As the dead body , of Sashi Devi could have provided best evidence of the offence of her murder, the act of making it disappear would amount to an offence under Section 201, I. P. C. But in the present case, before the body could be caused to disappear, it was intercepted and the commission of the offence under Section 201 was prevented. Hence, even if the appellants were deemed to have knowledge of the offence, they will not be liable to be convicted under Section 201, I. P, C. for causing any evidence of the offence to disappear.
9. The learned Assistant Government Advocate, however, contended that the appellant will be guilty, if not by reason of causing the evidence to disappear, then by reason of their giving false information respecting the offence. There is no evidence, however, that Jaswant Kumar or Ashok Kumar appellants gave any false information about the offence, hence they cannot be convicted.

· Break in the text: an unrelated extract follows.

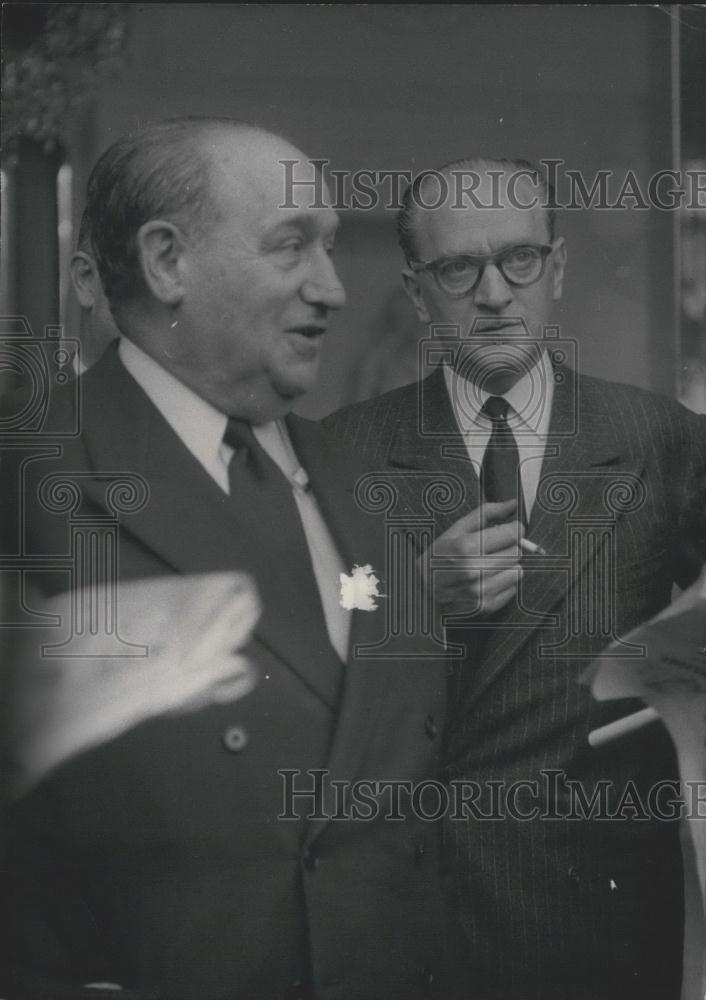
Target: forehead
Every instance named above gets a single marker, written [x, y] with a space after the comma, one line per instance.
[495, 221]
[252, 185]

10. As regards Jagdish Kumar as discussed above, it is not possible to hold that the prosecution has proved beyond reasonable doubt that he had knowledge of the offence or had reason to believe that the offence had been committed. Further the charge-sheet had been framed only about causing the disappearance of evidence by trying to cremate the body. The charge does not indicate that any of the appellant was being tried for giving false information of a crime. Under Section 342, I. P. C. when the accused were examined no such question was put to them. The evidence is also not sufficient for holding that Jagdish Kumar gave any information which was false to his knowledge. The only evidence which the learned Counsel for the State has been able to point out is the statement of Shrikant Pandey (P. W. 8) to the effect that when he enquired from Jagdish Kumar the cause of death, he stated that she died suddenly, and when Shrikant Pandey said that a few days ago she was quite well and asked how could she die so suddenly, Jagdish Kumar gave no answer. It is thus a case of refusing to give correct information and not a case of giving false information, Hence, in any view of the matter, none of the appellants can be convicted under Section 201, I. P. C.
11. In the result, the appeal is allowed, conviction of the appellants under Section 201, I. P. C. and the sentences awarded to them are set aside and they are acquitted of the charge. Their bail bonds are discharged. They need not surrender.